(Salamanca, España, 1976)
Caridad
cada mañana abrigo la esperanza de que el hombre más dulce del mundo
me tome por su segunda esposa
las madres de mis hijos atienden las gasolineras de la zona
y en las casas que no son la mía
los edredones huelen a campo y tienen
el mismo dibujo rosado que los de mi infancia
que me tape la cabeza con sus brazos el que quiera
que las algas se me enreden en el pelo cuando baje por el río
como a Virginia Wolf
***
Gran Café
voy a esa cafetería porque me divierte lo confieso
camuflarme entre ellas y fantasear con que son abuelas mías
o tías abuelas mientras sorben el chocolate y comen churros
con despreocupado apetito y las mejillas tan encendidas
bajo sus perfectas permanentes me gustaría
jugar al tute participar de sus conversaciones
sobre amigos víctimas de la insuficiencia renal
de cómo caer en desgracia por culpa de una hija tan díscola
dormir la siesta en sus regazos de tela buena
bajo el brillo de pendientes que hace casi un siglo
cuelgan de sus lóbulos
pero me quedo aquí
leyendo el periódico mirando de reojo tratando de averiguar
quién me enseñaría encantada a hacer ganchillo quién
corte y confección quién a cocinar quién hizo contrabando
en la posguerra civil quién tuvo la suerte de casarse enamorada
quién celebró de corazón
el voto femenino.
***
Tengo el récord
ostento el récord mundial
en hacer planes
para nada
tiendo los cacharros
cocino los cristales
friego la comida
soy una Carson McCullers
sin talento
***
Acerca de su libro La felicidad lingüística (Ed. De la Luna, España, 2013), dice:
De adolescente veía una serie yanqui en que una chica paraba el tiempo juntando las yemas de sus dos dedos índice, y así, ingenuamente, me sentía yo cuando empecé a escribir poemas: ralentizando el tiempo, intensificando la vivencia, desautomatizando, propiciando el desvelamiento. Hace años de ambas cosas. Ahora escribir tiene para mí mucho de ensamblaje, de decisión, de construcción de la experiencia y de mi misma, por tanto- recordando de alguna manera lo que dice María Zambrano, su razón poética-. Aunque no por ello deje de ensanchar la parcela de atención seleccionada y la complejice, haciéndola más interesante –¿e intensa?- y llenándola incontrolablemente de significados durante el proceso.

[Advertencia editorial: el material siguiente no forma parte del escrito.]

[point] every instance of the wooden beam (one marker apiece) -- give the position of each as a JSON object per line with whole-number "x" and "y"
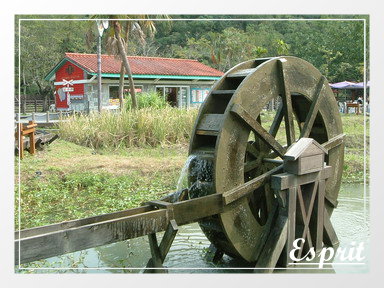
{"x": 248, "y": 187}
{"x": 286, "y": 180}
{"x": 274, "y": 246}
{"x": 287, "y": 104}
{"x": 43, "y": 242}
{"x": 263, "y": 134}
{"x": 311, "y": 116}
{"x": 334, "y": 142}
{"x": 276, "y": 121}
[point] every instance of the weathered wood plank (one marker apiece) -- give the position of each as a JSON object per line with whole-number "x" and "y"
{"x": 330, "y": 237}
{"x": 93, "y": 235}
{"x": 210, "y": 122}
{"x": 60, "y": 242}
{"x": 320, "y": 216}
{"x": 286, "y": 180}
{"x": 263, "y": 134}
{"x": 287, "y": 104}
{"x": 311, "y": 116}
{"x": 248, "y": 187}
{"x": 78, "y": 223}
{"x": 241, "y": 73}
{"x": 276, "y": 121}
{"x": 334, "y": 142}
{"x": 274, "y": 246}
{"x": 223, "y": 92}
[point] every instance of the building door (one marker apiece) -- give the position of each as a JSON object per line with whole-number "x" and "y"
{"x": 176, "y": 96}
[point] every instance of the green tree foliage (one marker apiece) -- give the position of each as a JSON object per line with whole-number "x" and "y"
{"x": 42, "y": 45}
{"x": 335, "y": 47}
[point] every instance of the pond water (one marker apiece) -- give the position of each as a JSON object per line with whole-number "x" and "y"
{"x": 188, "y": 253}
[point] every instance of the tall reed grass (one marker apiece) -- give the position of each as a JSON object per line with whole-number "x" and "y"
{"x": 140, "y": 128}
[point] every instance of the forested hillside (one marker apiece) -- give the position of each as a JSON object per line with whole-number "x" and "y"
{"x": 335, "y": 47}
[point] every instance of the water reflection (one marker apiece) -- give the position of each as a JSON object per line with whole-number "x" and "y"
{"x": 189, "y": 250}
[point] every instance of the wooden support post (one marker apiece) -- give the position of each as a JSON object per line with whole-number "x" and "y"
{"x": 20, "y": 138}
{"x": 159, "y": 252}
{"x": 275, "y": 244}
{"x": 300, "y": 192}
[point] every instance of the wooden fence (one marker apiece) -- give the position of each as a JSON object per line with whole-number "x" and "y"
{"x": 32, "y": 105}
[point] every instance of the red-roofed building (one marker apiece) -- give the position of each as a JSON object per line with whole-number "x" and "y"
{"x": 183, "y": 82}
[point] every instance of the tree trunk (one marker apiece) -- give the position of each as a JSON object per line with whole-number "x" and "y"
{"x": 123, "y": 56}
{"x": 121, "y": 87}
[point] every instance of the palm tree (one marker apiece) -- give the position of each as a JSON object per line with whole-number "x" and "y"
{"x": 118, "y": 36}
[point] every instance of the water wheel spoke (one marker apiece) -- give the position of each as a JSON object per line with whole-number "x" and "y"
{"x": 252, "y": 165}
{"x": 251, "y": 149}
{"x": 250, "y": 186}
{"x": 276, "y": 121}
{"x": 287, "y": 105}
{"x": 262, "y": 134}
{"x": 312, "y": 113}
{"x": 333, "y": 142}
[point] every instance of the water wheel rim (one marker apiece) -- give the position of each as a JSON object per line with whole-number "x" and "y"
{"x": 242, "y": 235}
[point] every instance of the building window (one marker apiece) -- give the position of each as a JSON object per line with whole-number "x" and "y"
{"x": 114, "y": 91}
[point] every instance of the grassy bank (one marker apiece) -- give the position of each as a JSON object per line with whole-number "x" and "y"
{"x": 144, "y": 127}
{"x": 68, "y": 181}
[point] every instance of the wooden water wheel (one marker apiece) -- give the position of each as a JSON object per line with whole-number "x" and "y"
{"x": 236, "y": 141}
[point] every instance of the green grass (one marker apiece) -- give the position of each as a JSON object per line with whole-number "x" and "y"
{"x": 68, "y": 181}
{"x": 144, "y": 127}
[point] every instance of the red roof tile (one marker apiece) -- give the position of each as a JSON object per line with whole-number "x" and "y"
{"x": 144, "y": 65}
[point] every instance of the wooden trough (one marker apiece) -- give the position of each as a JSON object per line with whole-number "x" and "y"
{"x": 251, "y": 193}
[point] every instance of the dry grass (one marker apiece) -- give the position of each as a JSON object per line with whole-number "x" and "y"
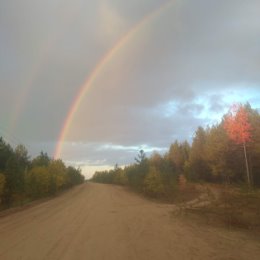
{"x": 233, "y": 208}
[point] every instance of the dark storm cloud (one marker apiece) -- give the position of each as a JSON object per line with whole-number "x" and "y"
{"x": 179, "y": 70}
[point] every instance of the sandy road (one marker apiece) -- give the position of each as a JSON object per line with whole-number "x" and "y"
{"x": 95, "y": 221}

La felicidad que me proporciona escribir poemas no tiene que ver con los temas que trato. Esos temas me sirven para afirmar la vida, para tomármela tan en serio como pueda. Mi vida. Para inscribir – creo que Derrida usa esta palabra, me lo dijo mi amigo Fernando- sus acontecimientos. No escribo desgarrada. La felicidad lingüística a la que me refiero en el título es esta, y mi empeño en titular el poemario así es para que mi madre no vuelva a decirme que le pone triste leer mis poemas -el sentir que inicia la cadena de los razonamientos-.Aunque soy consciente de que eso dependerá poco de mí, cada uno guarda y proyecta sus propios sentidos, tan íntimos y únicos como compartidos, curiosamente.
Luego está lo de hacer cosas con el lenguaje -Austin y sus actos de habla, que me interesa tanto-, el pasaje de lo puramente representativo al placer de realizar lo deseado; esa satisfacción es a lo que él llama felicidad ligüística. El lenguaje como seducción, los ritmos de la retórica que conectan con los ritmos del cuerpo. Esos ritmos, el quehacer, lo material. Se escribe para, algo o alguien. Y sobre todo se publica para.